A slew of furious social media posts, some garnering millions views, blasted the electric vehicle market after their expensive – and climatista-touted “green” vehicles – failed to operate amidst plunging winter temperatures.
Breitbart wrote:
Angry Tesla owners have been sharing videos of their vehicles refusing to start during the massive winter storm that impacted both the United States and Canada.
The Daily Mail reports that numerous Tesla owners have reported being unable to access their vehicles due to frozen door handles during a severe winter storm in Canada and the United States. Rachel Modestino, a meteorologist from Ontario, experienced this issue firsthand on December 23 when temperatures reached a low of 5º F and her car’s door latch failed to function.
To be certain, much of the vitriol was aimed less at electric vehicles in the macro and more at Elon Musk in the micro. That much was made obvious as many of the most popular videos limited their outrage to Tesla in particular. A sizeable portion of the population has been told to dislike Musk for his stance on free speech and his purchase of Twitter.
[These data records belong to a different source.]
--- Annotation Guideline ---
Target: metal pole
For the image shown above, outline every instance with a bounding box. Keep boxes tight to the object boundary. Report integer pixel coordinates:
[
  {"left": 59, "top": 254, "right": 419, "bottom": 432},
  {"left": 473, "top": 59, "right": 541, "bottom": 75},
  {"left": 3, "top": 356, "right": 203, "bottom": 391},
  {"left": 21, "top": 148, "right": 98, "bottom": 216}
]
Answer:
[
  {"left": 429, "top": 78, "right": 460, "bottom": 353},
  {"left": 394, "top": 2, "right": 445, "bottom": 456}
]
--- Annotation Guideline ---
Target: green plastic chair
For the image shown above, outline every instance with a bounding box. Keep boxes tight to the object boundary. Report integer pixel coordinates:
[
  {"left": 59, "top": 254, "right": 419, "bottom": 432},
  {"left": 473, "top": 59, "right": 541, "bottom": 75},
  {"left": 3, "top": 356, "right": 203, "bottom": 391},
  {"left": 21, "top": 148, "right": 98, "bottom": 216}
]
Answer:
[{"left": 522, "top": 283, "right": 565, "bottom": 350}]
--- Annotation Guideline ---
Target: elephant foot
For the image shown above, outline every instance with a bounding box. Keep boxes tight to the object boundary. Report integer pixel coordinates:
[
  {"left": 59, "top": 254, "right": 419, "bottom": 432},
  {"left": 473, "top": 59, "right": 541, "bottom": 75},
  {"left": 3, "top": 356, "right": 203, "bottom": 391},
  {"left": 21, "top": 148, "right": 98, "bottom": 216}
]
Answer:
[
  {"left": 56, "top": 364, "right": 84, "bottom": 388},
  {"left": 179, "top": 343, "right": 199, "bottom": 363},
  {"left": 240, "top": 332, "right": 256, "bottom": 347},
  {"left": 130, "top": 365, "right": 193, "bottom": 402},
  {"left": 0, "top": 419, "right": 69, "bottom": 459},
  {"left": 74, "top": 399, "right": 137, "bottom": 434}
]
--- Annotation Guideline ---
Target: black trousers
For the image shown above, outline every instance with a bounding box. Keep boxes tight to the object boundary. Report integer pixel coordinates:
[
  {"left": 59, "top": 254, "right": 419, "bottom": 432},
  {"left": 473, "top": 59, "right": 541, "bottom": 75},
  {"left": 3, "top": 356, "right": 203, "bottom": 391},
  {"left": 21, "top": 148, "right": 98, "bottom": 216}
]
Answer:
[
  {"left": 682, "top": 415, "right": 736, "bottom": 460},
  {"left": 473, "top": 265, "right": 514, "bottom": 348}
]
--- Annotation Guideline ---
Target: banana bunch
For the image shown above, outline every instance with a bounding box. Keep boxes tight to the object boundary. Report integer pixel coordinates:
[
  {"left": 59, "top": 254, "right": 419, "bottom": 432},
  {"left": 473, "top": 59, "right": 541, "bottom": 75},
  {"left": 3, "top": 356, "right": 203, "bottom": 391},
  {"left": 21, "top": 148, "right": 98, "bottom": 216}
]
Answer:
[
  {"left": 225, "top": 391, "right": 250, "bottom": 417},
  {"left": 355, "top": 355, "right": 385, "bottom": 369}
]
One of the more popular videos derided Musk by posting a short clip of their frozen-shut doors while captioning the scene “bet ya didn’t think of ice in the design.”
@elonmusk bet ya didn’t think of ice in the Tesla design 💀 #ONStorm pic.twitter.com/4nPhle9eh4
— Rachel Modestino TWN (@ThatMetGirl) December 23, 2022
Of course, childish leftists blaming Elon Musk for their failed purchases is the hallmark of short-sightedness of zombie sheep. As many articles written from both a left and right perspective have noted, cold temperatures are a massive problem for battery-powered cars.
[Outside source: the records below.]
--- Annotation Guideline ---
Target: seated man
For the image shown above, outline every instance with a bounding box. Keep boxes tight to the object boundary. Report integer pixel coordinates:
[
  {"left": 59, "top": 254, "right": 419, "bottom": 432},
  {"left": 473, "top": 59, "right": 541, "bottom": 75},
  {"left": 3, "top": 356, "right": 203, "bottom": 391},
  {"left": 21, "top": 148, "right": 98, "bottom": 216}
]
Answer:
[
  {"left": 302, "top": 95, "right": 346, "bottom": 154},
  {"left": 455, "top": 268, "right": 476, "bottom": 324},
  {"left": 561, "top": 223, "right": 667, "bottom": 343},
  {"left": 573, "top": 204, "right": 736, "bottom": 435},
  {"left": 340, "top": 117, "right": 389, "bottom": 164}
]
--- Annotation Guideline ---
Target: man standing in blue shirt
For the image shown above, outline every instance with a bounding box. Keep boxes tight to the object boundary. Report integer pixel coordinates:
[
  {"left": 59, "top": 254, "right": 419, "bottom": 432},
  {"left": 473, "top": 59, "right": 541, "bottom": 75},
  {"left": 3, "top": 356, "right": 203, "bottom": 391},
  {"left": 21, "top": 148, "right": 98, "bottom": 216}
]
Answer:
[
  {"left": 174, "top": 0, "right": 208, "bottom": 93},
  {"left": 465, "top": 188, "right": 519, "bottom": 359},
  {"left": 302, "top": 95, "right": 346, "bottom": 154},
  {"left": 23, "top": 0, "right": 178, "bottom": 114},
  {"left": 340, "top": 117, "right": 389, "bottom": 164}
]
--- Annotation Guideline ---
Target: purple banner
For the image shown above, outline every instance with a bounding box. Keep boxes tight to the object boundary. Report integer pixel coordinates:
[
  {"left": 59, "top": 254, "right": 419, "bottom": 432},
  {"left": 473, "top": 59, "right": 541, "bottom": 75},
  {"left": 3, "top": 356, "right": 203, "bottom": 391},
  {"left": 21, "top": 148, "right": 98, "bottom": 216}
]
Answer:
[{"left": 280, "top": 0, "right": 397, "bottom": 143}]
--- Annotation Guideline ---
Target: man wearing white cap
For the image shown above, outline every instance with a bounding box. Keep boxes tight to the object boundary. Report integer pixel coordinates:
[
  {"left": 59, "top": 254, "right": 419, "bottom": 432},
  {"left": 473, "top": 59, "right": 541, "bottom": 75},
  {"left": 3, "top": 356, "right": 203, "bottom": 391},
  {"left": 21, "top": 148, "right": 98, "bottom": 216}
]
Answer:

In a frighteningly famous example, an early 2022 snowstorm in Virginia stranded countless drivers on even the major freeway system of I-95. In many cases, drivers were stranded in their cars for over 24 hours as emergency crews slowly unraveled the wrecks, cleared the snow, and got stalled vehicles moving again.
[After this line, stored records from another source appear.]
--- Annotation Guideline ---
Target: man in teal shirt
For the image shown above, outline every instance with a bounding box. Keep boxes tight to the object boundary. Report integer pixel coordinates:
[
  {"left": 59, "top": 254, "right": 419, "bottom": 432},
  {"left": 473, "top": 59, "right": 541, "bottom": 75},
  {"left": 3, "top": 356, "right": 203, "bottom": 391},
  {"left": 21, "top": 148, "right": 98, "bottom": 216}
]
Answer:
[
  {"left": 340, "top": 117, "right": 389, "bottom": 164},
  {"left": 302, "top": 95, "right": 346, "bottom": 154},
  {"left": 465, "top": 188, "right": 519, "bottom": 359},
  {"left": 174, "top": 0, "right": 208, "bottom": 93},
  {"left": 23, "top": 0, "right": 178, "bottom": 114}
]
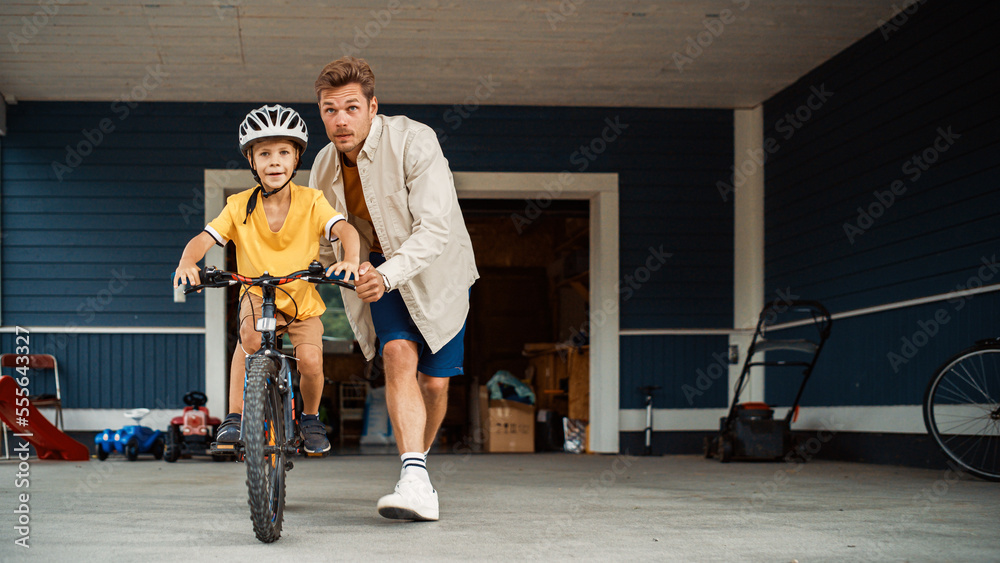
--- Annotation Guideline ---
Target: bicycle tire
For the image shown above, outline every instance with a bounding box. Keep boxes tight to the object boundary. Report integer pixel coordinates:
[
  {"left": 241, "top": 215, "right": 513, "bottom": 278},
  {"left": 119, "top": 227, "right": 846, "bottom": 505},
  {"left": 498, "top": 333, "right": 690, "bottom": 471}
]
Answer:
[
  {"left": 242, "top": 357, "right": 286, "bottom": 543},
  {"left": 923, "top": 340, "right": 1000, "bottom": 481}
]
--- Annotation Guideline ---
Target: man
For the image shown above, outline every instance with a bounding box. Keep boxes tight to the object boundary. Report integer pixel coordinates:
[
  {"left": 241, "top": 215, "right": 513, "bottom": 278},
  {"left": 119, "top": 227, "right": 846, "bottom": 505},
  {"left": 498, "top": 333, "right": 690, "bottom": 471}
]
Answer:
[{"left": 309, "top": 57, "right": 479, "bottom": 520}]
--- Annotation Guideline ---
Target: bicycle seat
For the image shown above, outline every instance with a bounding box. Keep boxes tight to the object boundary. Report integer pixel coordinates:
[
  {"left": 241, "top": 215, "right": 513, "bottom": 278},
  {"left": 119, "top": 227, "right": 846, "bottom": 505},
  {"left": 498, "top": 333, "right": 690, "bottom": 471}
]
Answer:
[{"left": 125, "top": 409, "right": 149, "bottom": 424}]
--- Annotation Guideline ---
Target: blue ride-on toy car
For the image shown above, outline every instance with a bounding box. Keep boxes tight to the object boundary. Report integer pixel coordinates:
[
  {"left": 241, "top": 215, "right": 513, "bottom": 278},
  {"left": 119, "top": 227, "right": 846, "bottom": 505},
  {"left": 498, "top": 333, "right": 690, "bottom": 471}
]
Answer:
[{"left": 94, "top": 409, "right": 163, "bottom": 461}]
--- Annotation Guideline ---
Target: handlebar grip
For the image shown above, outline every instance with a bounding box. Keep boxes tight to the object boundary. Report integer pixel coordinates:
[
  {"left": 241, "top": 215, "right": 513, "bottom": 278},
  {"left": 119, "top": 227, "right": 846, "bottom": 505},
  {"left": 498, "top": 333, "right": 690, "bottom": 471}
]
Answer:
[{"left": 170, "top": 272, "right": 187, "bottom": 303}]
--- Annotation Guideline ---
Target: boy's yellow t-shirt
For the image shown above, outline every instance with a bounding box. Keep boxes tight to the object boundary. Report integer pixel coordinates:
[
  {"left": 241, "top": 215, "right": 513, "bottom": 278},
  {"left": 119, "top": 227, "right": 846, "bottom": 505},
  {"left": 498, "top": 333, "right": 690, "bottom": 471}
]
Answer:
[{"left": 205, "top": 183, "right": 344, "bottom": 320}]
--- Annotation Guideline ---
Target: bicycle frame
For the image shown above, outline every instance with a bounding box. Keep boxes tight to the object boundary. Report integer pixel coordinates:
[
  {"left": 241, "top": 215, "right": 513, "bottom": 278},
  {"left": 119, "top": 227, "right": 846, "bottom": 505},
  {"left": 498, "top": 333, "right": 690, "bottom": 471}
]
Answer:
[
  {"left": 241, "top": 282, "right": 299, "bottom": 455},
  {"left": 184, "top": 260, "right": 354, "bottom": 457}
]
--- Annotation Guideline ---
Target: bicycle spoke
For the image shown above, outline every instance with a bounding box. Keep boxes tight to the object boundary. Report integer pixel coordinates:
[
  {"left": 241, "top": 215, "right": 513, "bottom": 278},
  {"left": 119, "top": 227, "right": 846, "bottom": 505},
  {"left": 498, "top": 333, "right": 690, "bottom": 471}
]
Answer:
[{"left": 924, "top": 344, "right": 1000, "bottom": 481}]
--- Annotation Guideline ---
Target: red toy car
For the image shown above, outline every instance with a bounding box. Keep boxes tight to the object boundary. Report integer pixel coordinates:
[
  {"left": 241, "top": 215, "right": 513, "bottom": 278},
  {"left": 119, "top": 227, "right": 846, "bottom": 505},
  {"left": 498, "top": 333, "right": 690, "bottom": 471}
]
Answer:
[{"left": 163, "top": 391, "right": 231, "bottom": 463}]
For EV owners, the cold drained batteries faster than gas-powered cars used their fuel to run the heater, leading to massive concerns about freezing to death.
The Washington Post, one of the most ardent proponents of ridding the world of fossil fuels, conceded in an article shortly after the Virginia blizzard that electric vehicle owners were right to “be anxious” and faced concerning conditions.
It is a scientific fact that batteries of all kinds lose capacity more rapidly in cold weather, and that includes the sophisticated lithium-ion ones used by Teslas and other EVs. Carmakers can, and do, mitigate cold-weather “range anxiety” through various technologies; Tesla is touting a new “heat pump” to extend winter range. Drivers can save battery power by, say, turning off the heat. The issue cannot be eliminated, however, as Tesla acknowledges on its corporate website.
Any EV driver stuck on I-95 was right to be anxious — not only about a rapidly dying battery but also about recharging it. Cold would make that process much more time-consuming, assuming there was a charging station nearby, and that the electric power system hadn’t gone out (as it did in parts of Virginia on Monday).